Tezcan'ın, basın toplantısını daha sonra şahsi Twitter hesabı üzerinden de paylaştığı belirtilen dilekçede, davalının tüm bu beyanlarının daha sonra Cumhuriyet gazetesince haber yapıldığı kaydedildi.
Dilekçede, Bülent Tezcan'ın açıklamalarında 'Başbakanın araştırılmasını parmak hesabıyla önlediği', '11 yıldır hükümet görevini yerine getirmediği', 'Yine bu şirketler vasıtası ile vergi kaçırdığını', 'off-shore şirket açmış olması sebebi ile meşru davranmadığı' gibi iddialarla Yıldırım'a hakaret ve iftira edildiği savunuldu.
Bu iddialarla Yıldırım'ın kişilik haklarının ihlal edildiği öne sürülen dilekçede, bu tür haberlerin muhalefet cephesince kamuoyunda bir sansasyon yaratmak amacıyla sıklıkla yapıldığı belirtildi.
Başbakan Yıldırım'ın, siyasete atılmadan önce de ticaret ile uğraştığı kaydedilen dilekçede, "Siyasete atılmasından sonra ise artık ticari işlerini çocuklarına devretmiş ve bu aşamadan sonra ticaret ile bir ilgisi kalmamıştır. Hatta siyasetten önce ticaret ile uğraştığı dönemlerde dahi Malta'da kayıtlı ne off-shore ne de başka nevide bir şirketi bulunmamıştır.
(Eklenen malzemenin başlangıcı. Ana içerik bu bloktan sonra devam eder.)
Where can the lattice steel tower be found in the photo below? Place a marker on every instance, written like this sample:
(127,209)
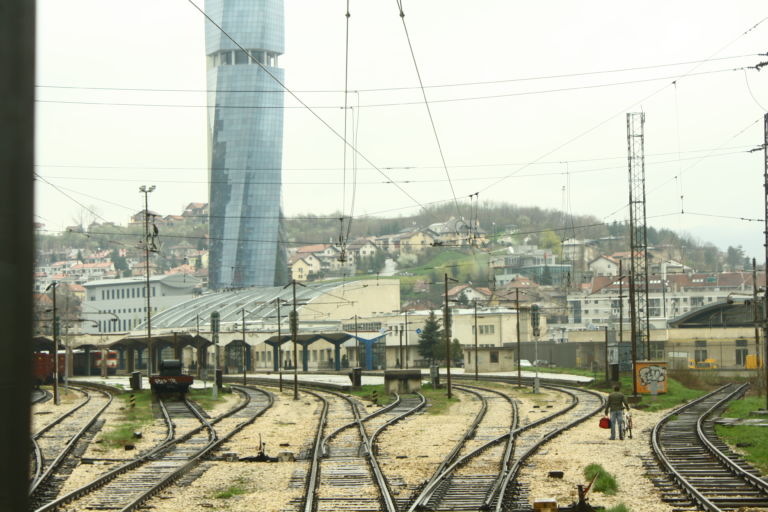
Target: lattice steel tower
(638,238)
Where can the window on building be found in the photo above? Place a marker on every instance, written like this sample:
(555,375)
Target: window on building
(741,352)
(700,353)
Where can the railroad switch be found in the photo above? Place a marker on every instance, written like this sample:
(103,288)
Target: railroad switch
(582,505)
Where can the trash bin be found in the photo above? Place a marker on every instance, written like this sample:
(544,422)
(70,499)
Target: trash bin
(356,377)
(135,381)
(434,375)
(614,372)
(219,378)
Cumhuriyet gazetesinde yapılan haberde dahi müvekkilin değil çocuklarının şirketi bulunduğu iddia edilmesine rağmen davalı, sanki müvekkilimiz ticaret ile uğraşıyor, vergi kaçırıyor, kara para aklıyor, usulsüz işlemler yapıyor gibi itham, isnatlarda, hakaret ve iftiralarda bulunmuştur" ifadelerine yer verildi.
Dilekçede, Tezcan hakkında 20 bin lira manevi tazminat talep edildi.